After a few minutes of watching him squirm around on our bed and swear—which is always hysterical, considering what a tight-ass he can be about the English language—I told him:
“Werewolf-hair rope,” I said triumphantly.
His eyes bugged, and his eyebrows shot toward his hairline. “What?” he asked.
I nodded, still smirking. “I thought back to your journals,” I said slowly, pacing the room, enjoying each moment of his distress. “You mentioned a really strict vampire Domme named Laine. I had Breanna get her number, and I gave her a call.”
Again, priceless face. Good thing I was recording the entire honeymoon. Some people record their weddings from start to finish. Why waste all the good honeymoon sex?
“Laine gave me a lot of tips,” I crooned, approaching William slyly, bending toward his bound form and stroking the ropes on his wrists with my finger. “Including where I could buy some . . . interesting props.”
He shook his head in amazement. “You never cease to inspire me, Mistress,” he said, now reveling in his restrained position. “I hope you bought a lot of the stuff.”

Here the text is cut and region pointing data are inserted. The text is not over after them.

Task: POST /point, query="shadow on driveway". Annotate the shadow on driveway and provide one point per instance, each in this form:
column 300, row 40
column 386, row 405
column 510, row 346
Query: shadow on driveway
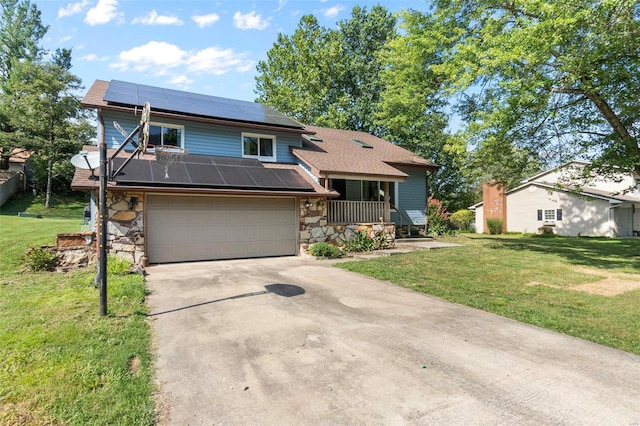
column 284, row 290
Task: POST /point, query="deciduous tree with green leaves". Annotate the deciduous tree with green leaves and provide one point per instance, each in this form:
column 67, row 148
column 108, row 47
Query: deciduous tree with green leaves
column 21, row 31
column 328, row 77
column 45, row 113
column 543, row 80
column 413, row 112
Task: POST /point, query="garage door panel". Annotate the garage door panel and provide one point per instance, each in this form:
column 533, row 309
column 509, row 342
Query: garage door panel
column 204, row 228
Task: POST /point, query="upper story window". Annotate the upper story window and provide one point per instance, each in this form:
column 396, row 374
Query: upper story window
column 550, row 215
column 166, row 134
column 262, row 147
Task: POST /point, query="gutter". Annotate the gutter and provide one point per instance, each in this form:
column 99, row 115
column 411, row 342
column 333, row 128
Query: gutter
column 617, row 204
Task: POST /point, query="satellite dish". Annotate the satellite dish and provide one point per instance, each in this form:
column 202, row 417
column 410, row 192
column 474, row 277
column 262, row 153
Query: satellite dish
column 86, row 160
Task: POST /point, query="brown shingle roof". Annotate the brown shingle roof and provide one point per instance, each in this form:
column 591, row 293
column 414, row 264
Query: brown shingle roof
column 95, row 95
column 337, row 154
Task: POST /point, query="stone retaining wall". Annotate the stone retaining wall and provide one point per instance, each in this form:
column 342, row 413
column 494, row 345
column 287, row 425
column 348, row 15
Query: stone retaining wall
column 314, row 227
column 75, row 250
column 125, row 230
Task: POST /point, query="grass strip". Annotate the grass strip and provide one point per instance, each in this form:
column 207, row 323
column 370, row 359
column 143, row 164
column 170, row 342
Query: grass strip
column 529, row 279
column 61, row 362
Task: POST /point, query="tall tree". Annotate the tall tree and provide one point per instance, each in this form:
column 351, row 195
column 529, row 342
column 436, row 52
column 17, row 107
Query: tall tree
column 413, row 109
column 544, row 80
column 328, row 77
column 295, row 78
column 362, row 37
column 21, row 31
column 46, row 114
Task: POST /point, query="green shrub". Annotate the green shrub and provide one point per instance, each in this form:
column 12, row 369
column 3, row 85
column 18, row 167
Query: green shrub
column 462, row 219
column 437, row 217
column 546, row 231
column 360, row 242
column 118, row 266
column 40, row 259
column 495, row 226
column 325, row 250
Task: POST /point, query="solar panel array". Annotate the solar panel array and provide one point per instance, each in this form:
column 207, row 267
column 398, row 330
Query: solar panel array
column 124, row 93
column 211, row 172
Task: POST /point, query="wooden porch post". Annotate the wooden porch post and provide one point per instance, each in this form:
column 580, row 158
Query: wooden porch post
column 387, row 202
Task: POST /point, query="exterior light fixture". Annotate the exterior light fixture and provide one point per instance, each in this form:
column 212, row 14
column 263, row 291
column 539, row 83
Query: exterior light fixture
column 133, row 202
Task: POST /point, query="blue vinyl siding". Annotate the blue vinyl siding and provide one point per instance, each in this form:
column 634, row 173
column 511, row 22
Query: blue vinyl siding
column 205, row 139
column 412, row 198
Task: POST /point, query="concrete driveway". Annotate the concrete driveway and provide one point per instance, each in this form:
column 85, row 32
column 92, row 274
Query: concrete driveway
column 286, row 341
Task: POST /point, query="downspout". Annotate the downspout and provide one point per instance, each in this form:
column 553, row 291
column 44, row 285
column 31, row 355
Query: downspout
column 610, row 219
column 426, row 212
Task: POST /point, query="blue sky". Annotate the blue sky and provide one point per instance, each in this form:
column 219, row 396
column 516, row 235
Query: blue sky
column 209, row 47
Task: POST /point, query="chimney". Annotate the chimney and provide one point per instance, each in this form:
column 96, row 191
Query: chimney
column 494, row 204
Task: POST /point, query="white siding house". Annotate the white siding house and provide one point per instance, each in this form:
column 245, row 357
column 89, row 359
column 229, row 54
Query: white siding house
column 570, row 206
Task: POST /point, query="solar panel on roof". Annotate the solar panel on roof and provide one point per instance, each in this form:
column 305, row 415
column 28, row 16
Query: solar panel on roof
column 122, row 92
column 207, row 171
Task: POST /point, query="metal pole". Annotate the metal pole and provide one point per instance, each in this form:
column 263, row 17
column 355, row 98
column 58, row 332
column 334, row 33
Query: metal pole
column 102, row 241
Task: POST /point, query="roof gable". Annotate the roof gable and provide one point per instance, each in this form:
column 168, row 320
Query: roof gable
column 344, row 152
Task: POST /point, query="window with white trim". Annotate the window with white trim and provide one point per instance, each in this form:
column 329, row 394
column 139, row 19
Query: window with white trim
column 161, row 134
column 549, row 215
column 262, row 147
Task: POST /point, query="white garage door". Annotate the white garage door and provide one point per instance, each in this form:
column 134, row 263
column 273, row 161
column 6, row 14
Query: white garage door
column 205, row 228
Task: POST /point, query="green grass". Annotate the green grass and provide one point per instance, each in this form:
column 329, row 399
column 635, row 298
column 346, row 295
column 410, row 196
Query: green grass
column 499, row 274
column 61, row 362
column 62, row 206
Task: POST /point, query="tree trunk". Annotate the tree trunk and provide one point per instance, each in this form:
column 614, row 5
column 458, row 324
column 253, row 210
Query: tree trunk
column 618, row 127
column 47, row 198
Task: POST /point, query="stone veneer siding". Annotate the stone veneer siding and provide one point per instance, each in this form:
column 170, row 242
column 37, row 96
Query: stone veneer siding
column 314, row 227
column 125, row 227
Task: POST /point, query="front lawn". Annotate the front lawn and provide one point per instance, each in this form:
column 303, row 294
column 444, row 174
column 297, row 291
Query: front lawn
column 584, row 287
column 61, row 363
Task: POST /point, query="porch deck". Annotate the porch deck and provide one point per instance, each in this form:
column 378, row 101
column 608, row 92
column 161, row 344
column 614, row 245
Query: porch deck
column 343, row 211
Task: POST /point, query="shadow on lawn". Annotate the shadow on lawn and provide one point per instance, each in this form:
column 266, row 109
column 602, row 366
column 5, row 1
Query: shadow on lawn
column 603, row 253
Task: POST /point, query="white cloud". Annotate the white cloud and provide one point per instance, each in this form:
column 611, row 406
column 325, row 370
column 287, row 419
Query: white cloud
column 92, row 57
column 72, row 8
column 155, row 55
column 216, row 61
column 103, row 12
column 152, row 18
column 281, row 4
column 332, row 12
column 181, row 81
column 249, row 21
column 161, row 58
column 205, row 20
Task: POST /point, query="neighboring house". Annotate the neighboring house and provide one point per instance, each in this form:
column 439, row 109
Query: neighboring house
column 254, row 183
column 561, row 199
column 13, row 174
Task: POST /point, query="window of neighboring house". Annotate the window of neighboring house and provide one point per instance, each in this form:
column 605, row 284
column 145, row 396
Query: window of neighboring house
column 550, row 215
column 262, row 147
column 166, row 134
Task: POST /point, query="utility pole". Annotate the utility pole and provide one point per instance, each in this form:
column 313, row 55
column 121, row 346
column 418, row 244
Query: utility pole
column 102, row 240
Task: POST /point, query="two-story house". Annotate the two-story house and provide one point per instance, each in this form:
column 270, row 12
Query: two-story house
column 253, row 183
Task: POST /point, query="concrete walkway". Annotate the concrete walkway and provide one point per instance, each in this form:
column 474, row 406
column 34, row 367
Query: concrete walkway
column 295, row 341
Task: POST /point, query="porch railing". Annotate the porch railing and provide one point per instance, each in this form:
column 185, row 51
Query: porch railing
column 340, row 211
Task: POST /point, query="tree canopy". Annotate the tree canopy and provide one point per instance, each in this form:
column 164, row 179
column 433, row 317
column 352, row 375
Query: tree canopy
column 39, row 107
column 328, row 77
column 543, row 81
column 21, row 30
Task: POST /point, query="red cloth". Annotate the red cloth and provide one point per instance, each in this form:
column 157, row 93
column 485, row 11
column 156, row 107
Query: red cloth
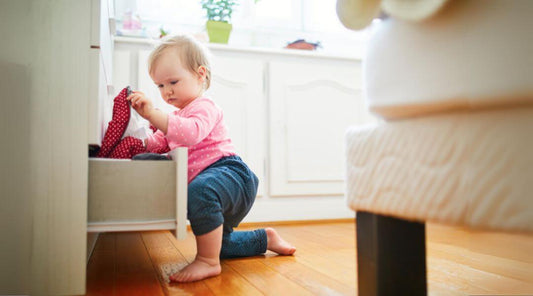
column 113, row 146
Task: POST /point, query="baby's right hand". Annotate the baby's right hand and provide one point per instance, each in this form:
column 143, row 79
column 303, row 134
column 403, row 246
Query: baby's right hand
column 141, row 104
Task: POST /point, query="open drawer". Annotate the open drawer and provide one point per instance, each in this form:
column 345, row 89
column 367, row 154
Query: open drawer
column 137, row 195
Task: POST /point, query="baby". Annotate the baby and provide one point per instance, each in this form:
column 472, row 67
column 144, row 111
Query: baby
column 221, row 188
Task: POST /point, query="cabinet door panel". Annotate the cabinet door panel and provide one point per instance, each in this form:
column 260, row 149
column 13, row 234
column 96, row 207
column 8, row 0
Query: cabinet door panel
column 311, row 106
column 237, row 87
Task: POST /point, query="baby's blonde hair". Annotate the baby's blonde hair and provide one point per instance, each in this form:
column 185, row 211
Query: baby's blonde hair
column 192, row 54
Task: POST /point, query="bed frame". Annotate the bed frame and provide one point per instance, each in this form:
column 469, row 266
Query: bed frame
column 138, row 195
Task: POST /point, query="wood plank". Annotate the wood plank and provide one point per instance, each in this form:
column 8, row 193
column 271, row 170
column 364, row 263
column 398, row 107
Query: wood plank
column 324, row 264
column 264, row 278
column 135, row 274
column 318, row 282
column 101, row 267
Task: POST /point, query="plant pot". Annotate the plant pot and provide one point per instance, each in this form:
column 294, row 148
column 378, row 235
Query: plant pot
column 218, row 31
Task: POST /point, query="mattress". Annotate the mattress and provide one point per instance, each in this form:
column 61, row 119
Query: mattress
column 468, row 168
column 471, row 55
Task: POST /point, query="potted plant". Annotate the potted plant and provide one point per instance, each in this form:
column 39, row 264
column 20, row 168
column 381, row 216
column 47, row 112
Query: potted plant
column 218, row 19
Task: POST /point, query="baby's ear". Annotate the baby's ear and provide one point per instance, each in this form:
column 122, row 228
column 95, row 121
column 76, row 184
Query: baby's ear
column 202, row 71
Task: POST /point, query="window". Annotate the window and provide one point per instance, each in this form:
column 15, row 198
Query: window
column 267, row 23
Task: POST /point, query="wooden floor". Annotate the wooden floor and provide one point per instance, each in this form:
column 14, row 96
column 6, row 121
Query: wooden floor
column 460, row 262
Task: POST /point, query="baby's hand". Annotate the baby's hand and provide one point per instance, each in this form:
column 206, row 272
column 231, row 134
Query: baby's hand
column 141, row 104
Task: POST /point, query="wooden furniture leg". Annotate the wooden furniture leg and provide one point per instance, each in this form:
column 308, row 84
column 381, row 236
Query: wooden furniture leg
column 391, row 256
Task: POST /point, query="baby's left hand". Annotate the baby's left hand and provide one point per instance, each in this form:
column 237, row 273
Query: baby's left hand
column 141, row 104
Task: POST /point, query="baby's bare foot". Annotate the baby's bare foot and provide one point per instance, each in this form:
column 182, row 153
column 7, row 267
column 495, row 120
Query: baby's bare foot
column 276, row 244
column 199, row 269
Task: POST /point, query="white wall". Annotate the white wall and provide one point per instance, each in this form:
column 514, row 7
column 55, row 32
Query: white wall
column 43, row 85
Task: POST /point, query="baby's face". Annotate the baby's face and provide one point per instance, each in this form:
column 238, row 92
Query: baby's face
column 178, row 86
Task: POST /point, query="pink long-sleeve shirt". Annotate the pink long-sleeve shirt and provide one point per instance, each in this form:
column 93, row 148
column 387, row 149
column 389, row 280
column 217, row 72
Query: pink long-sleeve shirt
column 200, row 127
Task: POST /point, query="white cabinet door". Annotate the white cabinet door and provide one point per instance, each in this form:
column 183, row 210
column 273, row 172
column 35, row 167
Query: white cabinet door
column 312, row 103
column 237, row 87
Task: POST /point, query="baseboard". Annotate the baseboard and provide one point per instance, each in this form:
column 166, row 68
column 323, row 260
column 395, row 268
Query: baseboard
column 283, row 209
column 131, row 226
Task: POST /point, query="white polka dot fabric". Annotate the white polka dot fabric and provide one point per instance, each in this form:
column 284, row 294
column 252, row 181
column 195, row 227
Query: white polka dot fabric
column 113, row 145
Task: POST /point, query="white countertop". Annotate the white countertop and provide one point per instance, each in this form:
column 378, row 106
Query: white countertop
column 249, row 49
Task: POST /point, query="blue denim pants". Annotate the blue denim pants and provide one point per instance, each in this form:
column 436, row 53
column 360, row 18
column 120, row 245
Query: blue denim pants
column 222, row 194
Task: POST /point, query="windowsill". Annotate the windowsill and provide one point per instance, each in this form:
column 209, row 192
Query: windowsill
column 247, row 49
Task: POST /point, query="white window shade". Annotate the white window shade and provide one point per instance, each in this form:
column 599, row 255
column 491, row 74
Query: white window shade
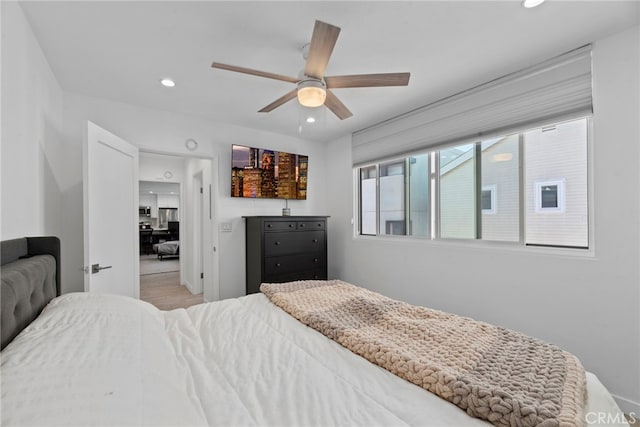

I smiled. “A lot of werewolves are running around hairless because of my purchases,” I said, and proceeded to completely anchor my loving husband to the bed.
He wiggled; he writhed. He pulled, tugged, and even bit at the ropes with his teeth.
“Just imagine how difficult this is all going to be once you change me. Now, now, love, do you really want to get out so badly?”
He shook his head no.
“Then why are you trying so hard?”
He shrugged as much as the ropes allowed. “Curiosity.”
“Oh, my husband, I’ll satisfy every curiosity you have in that gorgeous body of yours.” I slipped off my robe and put on my wedding heels.
He tossed his head back rapturously. “Good thing we have eternity . . . Mistress.”